Many of Washington, D.C.’s most popular restaurants are still putting together inauguration-specific parties and packages, but wherever you end up, expect a festive vibe and plenty of toasting. Many places will host private parties and gatherings, so it’s a good idea to call or check online ahead of time to avoid arriving at a closed event.  

--A decades-old D.C. institution, Ben’s Chili Bowl served up 555 gallons of its world-famous chili – the perfect antidote to chilly January temperatures -- for the 2009 inauguration. The beloved establishment is a must-do for visitors during any visit to the nation’s capital; keep an eye out for the First Family, who made a stop there in 2009.

--A perennial favorite on the political circuit, the Occidental Grill & Seafood will be buzzing even more than usual during inauguration weekend. The restaurant, which overlooks Pennsylvania Avenue, is packed with autographed photos from A-listers from politics to Hollywood, and everywhere in between.

--Johnny’s Half Shell is a Capitol Hill hotspot serves up almost as much political celebrity-spotting as it does fresh seafood like Chesapeake oysters and Maryland crab cakes. Says Gibbs, a fan of the restaurant: “They’ve got a staff that spends the night there during the inauguration. They just wear their iron smiles and get it done.”
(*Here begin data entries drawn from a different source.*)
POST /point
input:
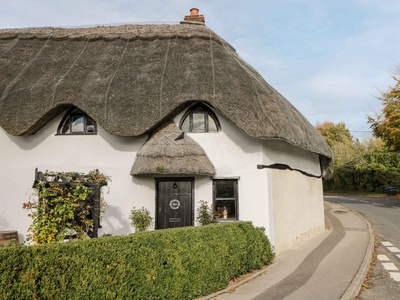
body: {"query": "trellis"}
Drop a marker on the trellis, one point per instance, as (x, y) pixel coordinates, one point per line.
(93, 200)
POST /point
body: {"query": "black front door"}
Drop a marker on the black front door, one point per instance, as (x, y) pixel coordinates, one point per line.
(174, 207)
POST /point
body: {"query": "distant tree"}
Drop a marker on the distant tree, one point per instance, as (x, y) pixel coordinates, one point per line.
(386, 125)
(365, 166)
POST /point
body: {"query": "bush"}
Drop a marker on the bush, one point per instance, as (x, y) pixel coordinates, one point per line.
(181, 263)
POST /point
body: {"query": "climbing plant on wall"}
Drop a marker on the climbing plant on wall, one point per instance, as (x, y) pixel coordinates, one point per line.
(67, 205)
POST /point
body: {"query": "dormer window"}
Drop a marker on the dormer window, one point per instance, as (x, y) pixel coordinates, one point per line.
(199, 118)
(77, 122)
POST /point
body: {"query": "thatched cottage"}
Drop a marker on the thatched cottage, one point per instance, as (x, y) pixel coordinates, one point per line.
(171, 113)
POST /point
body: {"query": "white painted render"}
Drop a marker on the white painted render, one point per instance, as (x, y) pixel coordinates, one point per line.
(271, 199)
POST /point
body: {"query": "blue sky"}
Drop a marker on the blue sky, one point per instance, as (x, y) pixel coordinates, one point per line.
(330, 59)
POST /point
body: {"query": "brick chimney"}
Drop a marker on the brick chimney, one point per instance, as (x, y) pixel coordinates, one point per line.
(194, 18)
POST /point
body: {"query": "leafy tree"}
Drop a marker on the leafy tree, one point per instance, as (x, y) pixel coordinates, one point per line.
(366, 166)
(386, 125)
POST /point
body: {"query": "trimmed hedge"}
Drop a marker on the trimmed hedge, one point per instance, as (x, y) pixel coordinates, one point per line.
(181, 263)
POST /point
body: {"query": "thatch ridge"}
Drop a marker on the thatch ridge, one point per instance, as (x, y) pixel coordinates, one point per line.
(171, 152)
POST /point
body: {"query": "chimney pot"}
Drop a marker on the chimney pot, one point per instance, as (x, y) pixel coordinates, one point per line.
(194, 18)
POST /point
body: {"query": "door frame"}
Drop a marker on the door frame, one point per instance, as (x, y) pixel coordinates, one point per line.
(192, 203)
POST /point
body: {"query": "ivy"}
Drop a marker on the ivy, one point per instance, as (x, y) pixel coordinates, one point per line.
(62, 207)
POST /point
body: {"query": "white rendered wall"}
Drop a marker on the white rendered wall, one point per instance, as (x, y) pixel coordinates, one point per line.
(297, 200)
(234, 155)
(298, 208)
(113, 156)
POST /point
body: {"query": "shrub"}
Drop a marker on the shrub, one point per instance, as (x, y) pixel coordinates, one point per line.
(181, 263)
(141, 219)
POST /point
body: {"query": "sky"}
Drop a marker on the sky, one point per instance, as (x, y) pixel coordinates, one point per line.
(330, 59)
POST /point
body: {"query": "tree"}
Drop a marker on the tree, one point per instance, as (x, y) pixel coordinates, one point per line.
(386, 125)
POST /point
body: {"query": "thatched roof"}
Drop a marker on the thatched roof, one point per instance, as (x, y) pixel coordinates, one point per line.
(130, 79)
(170, 151)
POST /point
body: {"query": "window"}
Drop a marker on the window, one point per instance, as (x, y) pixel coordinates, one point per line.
(226, 198)
(200, 118)
(76, 121)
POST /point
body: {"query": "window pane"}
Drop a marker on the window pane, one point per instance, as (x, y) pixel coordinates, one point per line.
(77, 124)
(225, 189)
(226, 205)
(198, 122)
(212, 127)
(90, 125)
(185, 125)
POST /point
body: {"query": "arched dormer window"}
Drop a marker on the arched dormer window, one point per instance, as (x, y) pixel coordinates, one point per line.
(199, 118)
(77, 122)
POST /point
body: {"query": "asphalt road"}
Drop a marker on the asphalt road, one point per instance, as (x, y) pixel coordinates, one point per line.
(383, 213)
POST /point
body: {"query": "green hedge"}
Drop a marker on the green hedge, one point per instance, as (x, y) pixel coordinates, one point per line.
(181, 263)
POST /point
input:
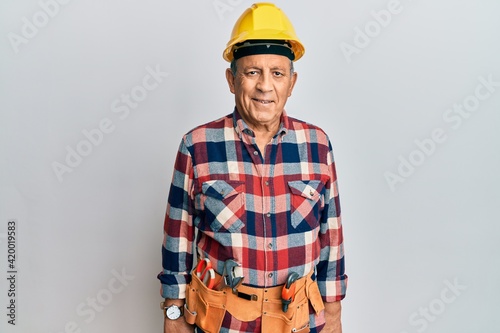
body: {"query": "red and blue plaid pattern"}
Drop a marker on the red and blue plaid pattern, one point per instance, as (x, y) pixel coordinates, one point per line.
(274, 212)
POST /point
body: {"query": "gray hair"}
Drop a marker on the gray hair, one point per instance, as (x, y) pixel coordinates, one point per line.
(234, 68)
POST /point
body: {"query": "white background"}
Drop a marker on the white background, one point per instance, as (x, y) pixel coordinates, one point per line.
(406, 243)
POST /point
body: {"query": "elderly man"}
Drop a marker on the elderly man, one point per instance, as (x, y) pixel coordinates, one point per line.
(253, 237)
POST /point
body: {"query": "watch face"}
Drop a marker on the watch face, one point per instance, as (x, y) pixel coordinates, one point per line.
(173, 312)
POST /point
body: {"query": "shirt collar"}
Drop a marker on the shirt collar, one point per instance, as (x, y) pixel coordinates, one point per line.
(240, 126)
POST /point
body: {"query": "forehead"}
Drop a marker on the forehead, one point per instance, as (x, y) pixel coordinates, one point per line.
(264, 61)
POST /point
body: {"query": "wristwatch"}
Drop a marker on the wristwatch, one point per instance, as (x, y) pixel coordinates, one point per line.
(172, 312)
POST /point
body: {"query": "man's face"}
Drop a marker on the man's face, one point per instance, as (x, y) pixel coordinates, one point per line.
(262, 85)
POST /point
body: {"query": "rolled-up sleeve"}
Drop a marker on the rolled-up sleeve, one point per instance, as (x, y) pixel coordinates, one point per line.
(331, 276)
(177, 256)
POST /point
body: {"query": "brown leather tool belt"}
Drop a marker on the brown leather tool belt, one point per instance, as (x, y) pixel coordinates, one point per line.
(206, 307)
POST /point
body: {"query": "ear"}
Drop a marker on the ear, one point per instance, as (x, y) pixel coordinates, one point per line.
(292, 83)
(230, 80)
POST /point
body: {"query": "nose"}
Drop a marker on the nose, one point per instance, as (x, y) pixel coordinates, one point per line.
(265, 83)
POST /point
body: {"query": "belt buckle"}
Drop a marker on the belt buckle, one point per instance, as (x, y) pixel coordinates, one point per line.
(245, 296)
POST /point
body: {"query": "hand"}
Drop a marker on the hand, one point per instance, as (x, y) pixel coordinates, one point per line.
(177, 326)
(332, 316)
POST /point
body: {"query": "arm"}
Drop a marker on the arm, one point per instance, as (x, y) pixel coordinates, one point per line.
(178, 325)
(332, 280)
(177, 256)
(332, 316)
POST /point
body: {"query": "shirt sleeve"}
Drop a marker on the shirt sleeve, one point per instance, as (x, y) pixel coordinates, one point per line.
(177, 253)
(331, 277)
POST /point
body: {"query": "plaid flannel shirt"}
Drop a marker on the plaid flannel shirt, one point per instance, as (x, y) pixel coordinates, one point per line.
(274, 212)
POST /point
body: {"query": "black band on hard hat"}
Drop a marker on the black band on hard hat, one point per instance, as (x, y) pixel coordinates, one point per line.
(258, 46)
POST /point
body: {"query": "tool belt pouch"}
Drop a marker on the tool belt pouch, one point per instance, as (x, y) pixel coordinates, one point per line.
(204, 307)
(296, 319)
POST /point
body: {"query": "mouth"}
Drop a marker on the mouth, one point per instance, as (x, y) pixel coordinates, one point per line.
(263, 101)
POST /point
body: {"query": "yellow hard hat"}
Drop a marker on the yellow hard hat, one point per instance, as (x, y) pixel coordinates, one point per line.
(264, 22)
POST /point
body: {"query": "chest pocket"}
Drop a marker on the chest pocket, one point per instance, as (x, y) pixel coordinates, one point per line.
(307, 201)
(223, 205)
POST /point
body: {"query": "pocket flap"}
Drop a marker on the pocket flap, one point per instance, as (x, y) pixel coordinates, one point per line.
(309, 189)
(221, 189)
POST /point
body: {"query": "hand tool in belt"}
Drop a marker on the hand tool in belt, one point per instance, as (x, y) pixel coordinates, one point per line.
(288, 291)
(233, 277)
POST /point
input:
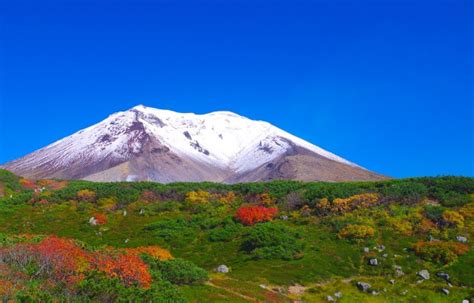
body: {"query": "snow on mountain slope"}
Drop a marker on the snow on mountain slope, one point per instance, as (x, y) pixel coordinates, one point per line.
(222, 141)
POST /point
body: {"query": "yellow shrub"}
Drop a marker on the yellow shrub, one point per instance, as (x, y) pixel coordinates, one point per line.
(108, 204)
(403, 227)
(453, 218)
(198, 197)
(467, 211)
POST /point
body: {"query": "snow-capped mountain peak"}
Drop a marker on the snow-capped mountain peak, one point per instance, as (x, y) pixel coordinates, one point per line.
(216, 146)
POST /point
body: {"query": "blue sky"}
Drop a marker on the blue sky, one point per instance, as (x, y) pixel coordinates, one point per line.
(386, 84)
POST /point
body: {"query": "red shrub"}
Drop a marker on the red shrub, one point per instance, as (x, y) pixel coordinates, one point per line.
(129, 269)
(27, 183)
(100, 218)
(62, 259)
(250, 215)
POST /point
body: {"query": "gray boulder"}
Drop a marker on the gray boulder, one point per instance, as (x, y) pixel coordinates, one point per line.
(373, 262)
(362, 286)
(443, 275)
(222, 269)
(424, 274)
(445, 291)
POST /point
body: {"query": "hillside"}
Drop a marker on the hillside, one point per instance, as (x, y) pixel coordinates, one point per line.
(282, 241)
(151, 144)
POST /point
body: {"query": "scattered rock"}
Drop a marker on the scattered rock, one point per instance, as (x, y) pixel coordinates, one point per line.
(398, 271)
(445, 291)
(363, 286)
(443, 275)
(222, 269)
(424, 274)
(373, 262)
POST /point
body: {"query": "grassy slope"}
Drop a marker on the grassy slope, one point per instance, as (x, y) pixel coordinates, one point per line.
(329, 264)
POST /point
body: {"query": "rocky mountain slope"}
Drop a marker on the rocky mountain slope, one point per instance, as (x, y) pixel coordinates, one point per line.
(145, 143)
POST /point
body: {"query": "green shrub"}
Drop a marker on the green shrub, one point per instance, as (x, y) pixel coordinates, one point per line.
(97, 288)
(226, 233)
(405, 192)
(434, 212)
(179, 271)
(273, 241)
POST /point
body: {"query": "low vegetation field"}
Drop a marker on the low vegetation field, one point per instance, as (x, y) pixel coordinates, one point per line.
(391, 241)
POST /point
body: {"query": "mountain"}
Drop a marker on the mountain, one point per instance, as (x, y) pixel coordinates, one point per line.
(145, 143)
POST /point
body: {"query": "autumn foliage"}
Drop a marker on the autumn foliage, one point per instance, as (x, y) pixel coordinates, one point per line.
(100, 218)
(344, 205)
(86, 195)
(27, 183)
(63, 260)
(129, 269)
(155, 252)
(250, 215)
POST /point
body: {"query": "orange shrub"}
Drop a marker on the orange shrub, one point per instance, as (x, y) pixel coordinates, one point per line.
(438, 251)
(228, 198)
(27, 183)
(62, 258)
(453, 218)
(353, 231)
(265, 199)
(86, 195)
(148, 196)
(425, 226)
(250, 215)
(100, 218)
(155, 252)
(129, 269)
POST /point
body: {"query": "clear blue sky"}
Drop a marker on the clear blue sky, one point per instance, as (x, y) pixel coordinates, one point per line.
(387, 84)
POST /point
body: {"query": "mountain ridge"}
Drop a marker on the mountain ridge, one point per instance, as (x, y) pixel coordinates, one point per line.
(145, 143)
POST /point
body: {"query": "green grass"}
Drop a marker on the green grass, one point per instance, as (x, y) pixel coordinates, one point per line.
(327, 265)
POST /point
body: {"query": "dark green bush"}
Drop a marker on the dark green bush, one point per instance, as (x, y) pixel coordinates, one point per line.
(272, 241)
(97, 288)
(434, 212)
(179, 271)
(405, 192)
(226, 233)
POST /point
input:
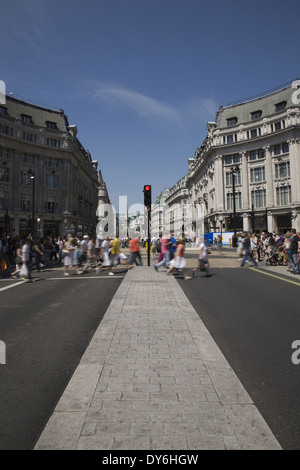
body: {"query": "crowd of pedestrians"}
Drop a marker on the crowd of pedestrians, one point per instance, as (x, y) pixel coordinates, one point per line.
(20, 257)
(260, 247)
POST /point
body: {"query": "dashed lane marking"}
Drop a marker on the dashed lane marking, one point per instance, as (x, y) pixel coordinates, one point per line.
(276, 277)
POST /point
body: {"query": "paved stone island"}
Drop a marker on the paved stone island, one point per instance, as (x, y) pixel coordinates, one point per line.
(153, 378)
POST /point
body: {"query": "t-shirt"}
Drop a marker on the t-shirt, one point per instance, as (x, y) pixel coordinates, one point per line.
(134, 245)
(25, 253)
(91, 249)
(105, 246)
(164, 245)
(294, 245)
(173, 245)
(115, 247)
(180, 251)
(203, 251)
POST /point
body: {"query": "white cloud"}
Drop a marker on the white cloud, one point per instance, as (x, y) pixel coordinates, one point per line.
(202, 108)
(143, 105)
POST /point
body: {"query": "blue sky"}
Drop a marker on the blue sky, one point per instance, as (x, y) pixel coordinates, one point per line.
(141, 78)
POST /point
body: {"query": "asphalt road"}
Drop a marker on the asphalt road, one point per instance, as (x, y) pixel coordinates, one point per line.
(254, 319)
(46, 326)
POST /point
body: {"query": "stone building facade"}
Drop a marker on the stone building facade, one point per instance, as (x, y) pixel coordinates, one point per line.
(252, 150)
(45, 173)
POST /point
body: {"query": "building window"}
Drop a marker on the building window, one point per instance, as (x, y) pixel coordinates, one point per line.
(231, 122)
(4, 174)
(6, 130)
(283, 195)
(29, 137)
(281, 148)
(280, 106)
(256, 115)
(285, 147)
(232, 159)
(258, 198)
(27, 119)
(3, 200)
(25, 205)
(51, 181)
(51, 125)
(277, 149)
(254, 133)
(51, 207)
(282, 170)
(257, 174)
(27, 158)
(229, 178)
(53, 142)
(5, 153)
(278, 126)
(51, 162)
(238, 201)
(25, 178)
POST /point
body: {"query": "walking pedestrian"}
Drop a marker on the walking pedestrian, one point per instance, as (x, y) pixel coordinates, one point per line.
(70, 258)
(247, 251)
(91, 255)
(117, 256)
(153, 246)
(295, 250)
(25, 251)
(173, 246)
(178, 262)
(37, 254)
(203, 259)
(104, 255)
(18, 260)
(134, 251)
(165, 250)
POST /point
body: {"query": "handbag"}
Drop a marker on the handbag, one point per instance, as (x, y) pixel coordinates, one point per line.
(24, 271)
(3, 265)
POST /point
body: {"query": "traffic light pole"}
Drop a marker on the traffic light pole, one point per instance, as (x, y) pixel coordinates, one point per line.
(149, 240)
(147, 204)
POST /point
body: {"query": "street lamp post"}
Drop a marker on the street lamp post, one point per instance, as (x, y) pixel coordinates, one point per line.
(32, 177)
(234, 171)
(221, 220)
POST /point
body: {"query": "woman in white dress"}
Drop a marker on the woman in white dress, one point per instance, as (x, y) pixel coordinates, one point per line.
(179, 262)
(70, 256)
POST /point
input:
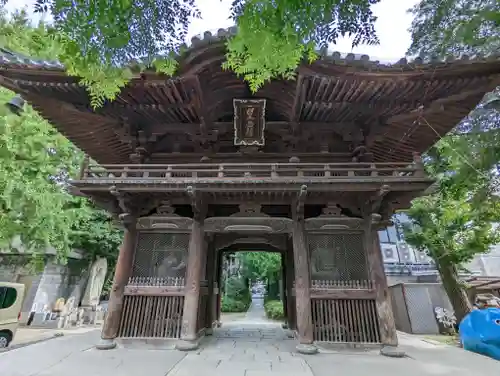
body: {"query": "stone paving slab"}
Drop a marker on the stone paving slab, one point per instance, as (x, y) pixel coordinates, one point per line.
(250, 353)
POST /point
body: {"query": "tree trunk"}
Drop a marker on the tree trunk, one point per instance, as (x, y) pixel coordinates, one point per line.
(456, 292)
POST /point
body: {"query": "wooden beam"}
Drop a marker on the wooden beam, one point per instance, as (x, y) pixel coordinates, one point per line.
(434, 106)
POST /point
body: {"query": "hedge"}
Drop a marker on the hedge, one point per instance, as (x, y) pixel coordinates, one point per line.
(237, 297)
(274, 309)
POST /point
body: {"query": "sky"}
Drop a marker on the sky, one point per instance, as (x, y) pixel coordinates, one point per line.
(392, 26)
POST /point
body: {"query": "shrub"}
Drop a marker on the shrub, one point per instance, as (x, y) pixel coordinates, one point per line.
(274, 309)
(231, 305)
(237, 289)
(237, 297)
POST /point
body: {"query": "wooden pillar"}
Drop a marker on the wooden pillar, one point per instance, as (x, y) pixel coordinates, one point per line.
(123, 271)
(189, 335)
(290, 277)
(211, 283)
(302, 287)
(284, 295)
(388, 334)
(219, 257)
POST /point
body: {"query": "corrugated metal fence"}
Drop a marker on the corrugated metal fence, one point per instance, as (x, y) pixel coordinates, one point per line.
(413, 306)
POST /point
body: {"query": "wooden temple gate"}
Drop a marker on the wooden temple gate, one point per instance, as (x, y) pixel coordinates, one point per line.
(314, 166)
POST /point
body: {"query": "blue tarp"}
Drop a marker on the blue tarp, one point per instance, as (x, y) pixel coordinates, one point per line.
(480, 332)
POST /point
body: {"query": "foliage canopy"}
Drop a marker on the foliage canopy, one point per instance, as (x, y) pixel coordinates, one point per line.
(454, 223)
(95, 40)
(35, 161)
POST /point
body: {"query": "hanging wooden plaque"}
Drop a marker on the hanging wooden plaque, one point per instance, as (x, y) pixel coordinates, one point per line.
(249, 121)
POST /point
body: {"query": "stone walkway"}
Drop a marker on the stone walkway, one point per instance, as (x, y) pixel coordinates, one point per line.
(253, 347)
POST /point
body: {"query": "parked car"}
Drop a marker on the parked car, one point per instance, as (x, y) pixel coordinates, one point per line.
(11, 300)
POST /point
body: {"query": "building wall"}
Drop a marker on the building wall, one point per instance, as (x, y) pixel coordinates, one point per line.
(45, 288)
(405, 264)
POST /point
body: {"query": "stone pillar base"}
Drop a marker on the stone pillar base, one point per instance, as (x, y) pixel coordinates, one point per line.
(306, 349)
(187, 345)
(392, 352)
(106, 344)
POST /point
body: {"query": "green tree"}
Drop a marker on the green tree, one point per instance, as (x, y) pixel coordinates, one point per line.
(455, 27)
(96, 39)
(35, 163)
(455, 222)
(33, 203)
(263, 266)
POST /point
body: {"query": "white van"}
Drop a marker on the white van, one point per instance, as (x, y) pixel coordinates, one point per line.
(11, 300)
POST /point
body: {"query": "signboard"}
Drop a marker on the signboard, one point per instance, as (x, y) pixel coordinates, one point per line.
(249, 121)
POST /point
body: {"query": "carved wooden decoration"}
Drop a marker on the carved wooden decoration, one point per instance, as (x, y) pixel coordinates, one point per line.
(249, 219)
(165, 219)
(277, 241)
(332, 219)
(249, 122)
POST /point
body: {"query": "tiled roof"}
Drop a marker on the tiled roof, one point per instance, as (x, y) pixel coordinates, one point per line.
(10, 58)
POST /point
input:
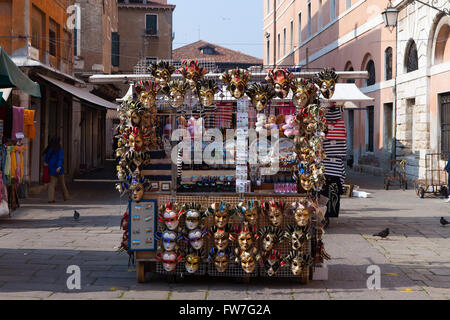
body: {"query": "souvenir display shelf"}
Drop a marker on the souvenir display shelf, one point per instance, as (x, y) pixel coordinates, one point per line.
(143, 232)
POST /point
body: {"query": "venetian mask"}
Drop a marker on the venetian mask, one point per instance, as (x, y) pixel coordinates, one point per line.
(162, 71)
(192, 72)
(175, 91)
(326, 80)
(260, 94)
(298, 262)
(206, 89)
(169, 260)
(236, 81)
(169, 239)
(221, 258)
(281, 80)
(270, 237)
(169, 217)
(302, 90)
(195, 238)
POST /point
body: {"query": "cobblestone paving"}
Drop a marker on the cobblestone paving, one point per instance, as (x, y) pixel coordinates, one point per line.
(41, 240)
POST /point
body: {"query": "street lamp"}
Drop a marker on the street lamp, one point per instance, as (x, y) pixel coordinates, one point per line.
(390, 15)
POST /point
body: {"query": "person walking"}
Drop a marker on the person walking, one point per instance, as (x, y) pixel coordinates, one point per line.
(54, 156)
(447, 168)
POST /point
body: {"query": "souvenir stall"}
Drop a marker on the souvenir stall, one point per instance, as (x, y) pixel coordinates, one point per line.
(208, 200)
(16, 124)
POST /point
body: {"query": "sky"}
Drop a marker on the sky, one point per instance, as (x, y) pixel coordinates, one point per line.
(234, 24)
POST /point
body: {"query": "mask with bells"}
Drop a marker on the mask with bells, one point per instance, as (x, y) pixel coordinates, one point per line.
(236, 81)
(169, 260)
(169, 239)
(281, 80)
(260, 94)
(195, 238)
(303, 90)
(206, 89)
(271, 236)
(326, 80)
(147, 91)
(275, 211)
(161, 71)
(170, 216)
(220, 258)
(298, 262)
(221, 237)
(297, 235)
(192, 260)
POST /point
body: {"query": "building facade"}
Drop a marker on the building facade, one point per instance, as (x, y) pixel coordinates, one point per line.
(351, 35)
(148, 26)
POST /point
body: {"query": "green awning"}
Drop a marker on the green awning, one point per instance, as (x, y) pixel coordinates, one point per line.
(12, 76)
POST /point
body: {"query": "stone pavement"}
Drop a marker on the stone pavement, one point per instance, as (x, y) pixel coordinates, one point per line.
(41, 240)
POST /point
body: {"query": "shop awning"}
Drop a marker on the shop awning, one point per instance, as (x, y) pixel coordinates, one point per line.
(81, 93)
(12, 76)
(347, 92)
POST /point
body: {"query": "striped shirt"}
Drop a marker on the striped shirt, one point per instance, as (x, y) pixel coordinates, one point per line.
(336, 130)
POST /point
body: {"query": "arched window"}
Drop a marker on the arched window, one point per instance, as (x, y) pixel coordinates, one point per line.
(370, 68)
(388, 63)
(411, 60)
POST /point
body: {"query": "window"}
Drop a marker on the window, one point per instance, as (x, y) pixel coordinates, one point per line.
(332, 10)
(299, 28)
(445, 124)
(411, 57)
(348, 4)
(292, 36)
(369, 128)
(151, 24)
(115, 49)
(309, 20)
(370, 68)
(388, 64)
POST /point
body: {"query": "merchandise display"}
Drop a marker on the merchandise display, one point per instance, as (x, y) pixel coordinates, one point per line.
(234, 216)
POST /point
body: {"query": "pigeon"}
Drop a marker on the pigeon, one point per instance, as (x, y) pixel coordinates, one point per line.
(382, 234)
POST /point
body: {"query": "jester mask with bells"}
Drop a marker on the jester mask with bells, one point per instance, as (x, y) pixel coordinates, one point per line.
(326, 80)
(271, 236)
(206, 89)
(248, 260)
(221, 258)
(281, 80)
(169, 239)
(303, 91)
(175, 91)
(169, 260)
(195, 238)
(297, 236)
(222, 212)
(272, 260)
(275, 211)
(245, 236)
(192, 259)
(260, 94)
(221, 237)
(194, 216)
(161, 71)
(192, 72)
(303, 212)
(169, 215)
(147, 91)
(251, 212)
(298, 262)
(236, 81)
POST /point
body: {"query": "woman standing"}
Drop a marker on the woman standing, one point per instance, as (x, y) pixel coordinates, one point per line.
(54, 156)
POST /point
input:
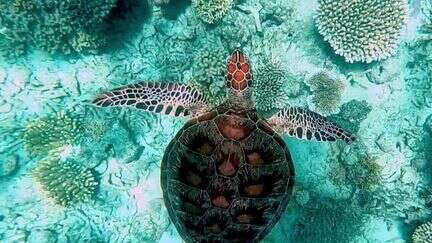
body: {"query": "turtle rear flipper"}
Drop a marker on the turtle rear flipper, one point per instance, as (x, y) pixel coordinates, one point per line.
(309, 125)
(165, 98)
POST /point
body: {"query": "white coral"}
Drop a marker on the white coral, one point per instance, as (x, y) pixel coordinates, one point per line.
(362, 30)
(423, 233)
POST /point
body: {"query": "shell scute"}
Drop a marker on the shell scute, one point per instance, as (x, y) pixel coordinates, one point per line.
(229, 173)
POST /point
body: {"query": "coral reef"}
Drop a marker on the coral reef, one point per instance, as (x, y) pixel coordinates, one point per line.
(209, 71)
(210, 11)
(66, 27)
(327, 92)
(427, 11)
(66, 181)
(159, 2)
(423, 233)
(366, 173)
(51, 132)
(269, 82)
(351, 115)
(8, 166)
(329, 220)
(364, 30)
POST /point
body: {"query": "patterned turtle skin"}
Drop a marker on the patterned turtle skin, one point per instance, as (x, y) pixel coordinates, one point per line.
(227, 176)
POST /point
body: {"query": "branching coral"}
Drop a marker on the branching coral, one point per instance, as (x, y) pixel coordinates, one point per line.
(51, 132)
(54, 26)
(423, 233)
(327, 92)
(209, 72)
(351, 115)
(67, 181)
(427, 11)
(210, 11)
(269, 82)
(362, 30)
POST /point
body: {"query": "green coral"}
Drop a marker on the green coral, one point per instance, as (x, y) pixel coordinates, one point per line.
(72, 26)
(209, 72)
(329, 221)
(327, 92)
(351, 115)
(210, 11)
(423, 233)
(367, 173)
(65, 181)
(51, 132)
(362, 30)
(427, 11)
(270, 79)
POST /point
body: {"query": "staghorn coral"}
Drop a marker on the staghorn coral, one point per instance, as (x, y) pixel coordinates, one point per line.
(51, 132)
(269, 82)
(362, 30)
(72, 26)
(423, 233)
(327, 92)
(210, 11)
(66, 181)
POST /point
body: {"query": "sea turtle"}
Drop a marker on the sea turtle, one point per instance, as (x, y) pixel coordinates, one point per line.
(227, 176)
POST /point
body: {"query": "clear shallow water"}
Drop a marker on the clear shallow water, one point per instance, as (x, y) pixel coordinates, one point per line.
(376, 190)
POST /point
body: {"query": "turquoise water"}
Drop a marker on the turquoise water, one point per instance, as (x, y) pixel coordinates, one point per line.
(73, 172)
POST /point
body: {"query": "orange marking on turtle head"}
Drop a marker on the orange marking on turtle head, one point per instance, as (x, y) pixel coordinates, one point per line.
(238, 71)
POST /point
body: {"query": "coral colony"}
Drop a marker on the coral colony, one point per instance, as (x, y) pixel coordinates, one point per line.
(215, 121)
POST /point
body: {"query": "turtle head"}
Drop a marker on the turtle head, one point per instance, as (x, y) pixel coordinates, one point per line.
(238, 76)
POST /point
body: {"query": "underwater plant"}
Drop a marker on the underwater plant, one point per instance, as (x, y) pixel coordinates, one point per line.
(423, 233)
(270, 80)
(363, 30)
(327, 92)
(66, 27)
(210, 11)
(351, 115)
(228, 137)
(50, 132)
(65, 181)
--Even if you can’t snag a room at the swanky Madison hotel, you can still belly up to its Lobby Bar at PostScript and rub elbows with the political elite. Cocktail connoisseurs are invited to try their hand at creating a concoction that will be featured on the bar menu from Jan. 18-22; the winner, which will be chosen in mid-December, will receive a weekend stay at the hotel.

Getting Around

--Public transportation is the way to go, and visitors are encouraged to plan ahead to avoid long lines at kiosks. The Washington Metropolitan Area Transit Authority’s Metrorail will operate rush-hour service from 4 a.m. to 2 a.m., with peak fares in effect. Its bus service will operate weekday rush hour service the morning of the inauguration, followed by an early rush hour in the afternoon, with many routes operating on detours.

--In addition, the WMATA is offering a commemorative SmarTrip card for $15, which includes an unlimited, one-day pass on the Metrorail and Metrobus. Commemorative paper Farecards (used for rail travel only) will be available with the purchase of a one-day pass for $14.